Like many young boys in the UK my first career choice was to become a soccer star. My grand­dad (Harry) had been something of a local soccer hero in his day, and I wanted nothing more than to be like him. Harry had a huge influence on me: he had been a goalkeeper, and conse­quently I became a goalkeeper too. This decision, as it turned out, wasn’t a great one because I was a bit short for my age, which meant that I never got picked to play in goal for my school. Instead, a taller boy was always chosen. I was technically a better goalkeeper than the other boy, but the trouble was that the opposition could just lob the ball over my head (so, technique aside, I was a worse goalkeeper). Instead, I typically got played at left back (‘left back in the changing room’ as the joke used to go) because, despite being right footed, I could kick with my left one too. The trouble was, having spent years trying to emulate my granddad’s goal­keeping skills, I didn’t really have a clue what a left back was supposed to do.1 Consequently, I didn’t exactly shine in the role, and that put an end for many years to my belief that I could play soccer.

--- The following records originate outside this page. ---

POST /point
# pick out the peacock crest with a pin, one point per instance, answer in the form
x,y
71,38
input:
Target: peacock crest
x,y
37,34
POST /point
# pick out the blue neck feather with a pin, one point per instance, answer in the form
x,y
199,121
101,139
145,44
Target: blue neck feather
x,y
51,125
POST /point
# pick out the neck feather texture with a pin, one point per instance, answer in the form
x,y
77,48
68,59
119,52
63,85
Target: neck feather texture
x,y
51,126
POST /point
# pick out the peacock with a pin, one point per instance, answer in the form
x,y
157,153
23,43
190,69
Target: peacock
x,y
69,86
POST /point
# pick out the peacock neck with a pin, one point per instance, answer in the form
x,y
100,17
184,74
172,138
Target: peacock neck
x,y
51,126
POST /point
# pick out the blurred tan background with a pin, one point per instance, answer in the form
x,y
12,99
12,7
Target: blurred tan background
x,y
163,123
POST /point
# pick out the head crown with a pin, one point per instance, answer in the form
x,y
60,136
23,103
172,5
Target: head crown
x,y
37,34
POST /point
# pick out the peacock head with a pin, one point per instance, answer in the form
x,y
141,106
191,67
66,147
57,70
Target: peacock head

This example shows that a highly influential thing (like your granddad) can bias the conclusions you come to and that this can lead to quite dramatic consequences. The same thing happens in data analysis: sources of influence and bias lurk within the data, and unless we identify and correct for them we’ll end up becoming goalkeepers despite being too short. Or something like that.


1 In the 1970s at primary school, no one actually bothered to teach you anything about how to play soccer; they just shoved 11 boys onto a pitch and hoped for the best.